Maharashtra chief minister Uddhav Thackeray expanded his cabinet on Monday with the hope of a new beginning in the New Year.

Thackeray and his son Aaditya decided to leave behind the legacy of the late Bal Thackeray’s famous “remote control” style of politics, and took the plunge into administrative politics.

The new cabinet is filled with heavyweights of Maharashtra politics, beginning with deputy chief minister Ajit Pawar.

Former deputy chief minister Chagan Bhujbal, senior Nationalist Congress Party (NCP) leaders Jayant Patil and Dilip Walse Patil; former chief minister Ashok Chavan, Balasaheb Thorat, Nitin Raut and KC Padvi from the Congress; and Subhash Desai, Eknath Shinde, Gulabrao Patil from the Shiv Sena are part of government. Former CM Vilasrao Deshmukh’s son Amit is also part of the cabinet.

This has created an interesting situation where the chief minister has no earlier administrative experience while his cabinet colleagues are high-profile leaders with lots of experience. And from never having a Thackeray in power, the state now has two members of the powerful family running the administration.
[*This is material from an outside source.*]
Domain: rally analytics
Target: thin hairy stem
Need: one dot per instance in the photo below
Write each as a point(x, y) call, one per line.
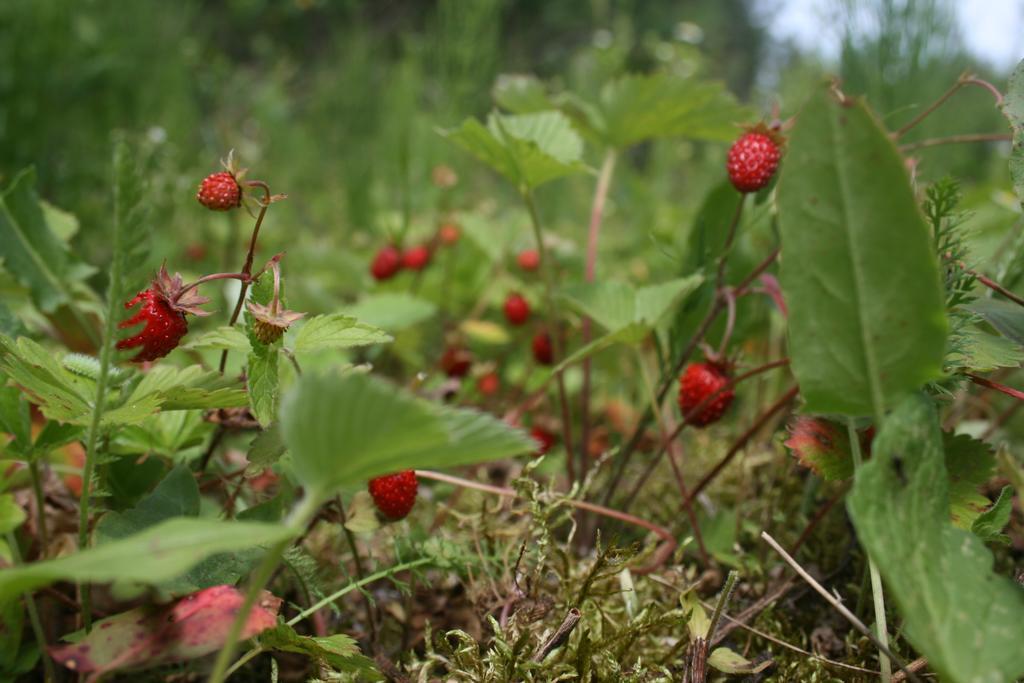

This is also the first time two of the state’s most influential political families – Thackerays and Pawars – are running a government together. The government has tried to mix the old with the new, and ensured that plenty of administrative heft is at hand to run the coalition government, with the who’s who of state politics asked to run ministries. Whether it will lead to ego clashes or help take the state forward will be keenly watched.

Uddhav Thackeray, Congress president Sonia Gandhi, and NCP chief Sharad Pawar have tried to balance caste, creed, religion and regional dynamics in their picks. Earlier NCP and Congress regimes were dominated by leaders from western Maharashtra, a traditional bastion of the two parties, while the previous Bharatiya Janata Party (BJP) rule had a number of ministers from the Vidarbha region.
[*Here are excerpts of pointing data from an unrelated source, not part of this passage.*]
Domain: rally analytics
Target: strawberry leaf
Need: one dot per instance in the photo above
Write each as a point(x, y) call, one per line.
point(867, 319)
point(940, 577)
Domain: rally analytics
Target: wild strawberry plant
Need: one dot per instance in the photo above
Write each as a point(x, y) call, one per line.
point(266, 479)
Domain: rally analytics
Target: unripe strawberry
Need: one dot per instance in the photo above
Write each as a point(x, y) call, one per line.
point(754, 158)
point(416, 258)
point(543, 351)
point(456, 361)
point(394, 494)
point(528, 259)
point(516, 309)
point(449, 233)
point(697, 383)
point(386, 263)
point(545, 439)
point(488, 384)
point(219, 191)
This cabinet has a number of young leaders – including Aaditya Thackeray, Dhananjay Munde, Amit Deshmukh, Varsha Gaikwad and others – in a bid to attract young voters.

The parties also appear to have taken care that no personality clashes crop up in districts. For example, in Jalgaon, the Sena has named MLA Gulabrao Patil as cabinet minister while the Congress and NCP have nominated no one. The same is true in Dhule, where the Congress made KC Padvi a minister while the NCP and Sena kept away.

The Sena has tried to take care of its urban vote base by giving more representatives to urban legislators. This can be seen as preparation for the upcoming Brihanmumbai Municipal Corporation (BMC) polls, where the BJP will be keen to assert its position. The difference between the tally of the Sena and the BJP was marginal in the 2017 BMC polls.

The Congress and the NCP have also tried the same trick.

The NCP has inducted Nawab Malik, who took on the BJP at a time senior leaders were under investigation by central agencies. Also nominated is Jitendra Awhad, a close aide of Sharad Pawar. Munde, an Ajit Pawar loyalist, has also been rewarded. The Congress has named prominent Dalit faces such as Nitin Raut and Varsha Gaikwad. Balasaheb Thorat and Ashok Chavan, who held the party together at difficult times, were rewarded.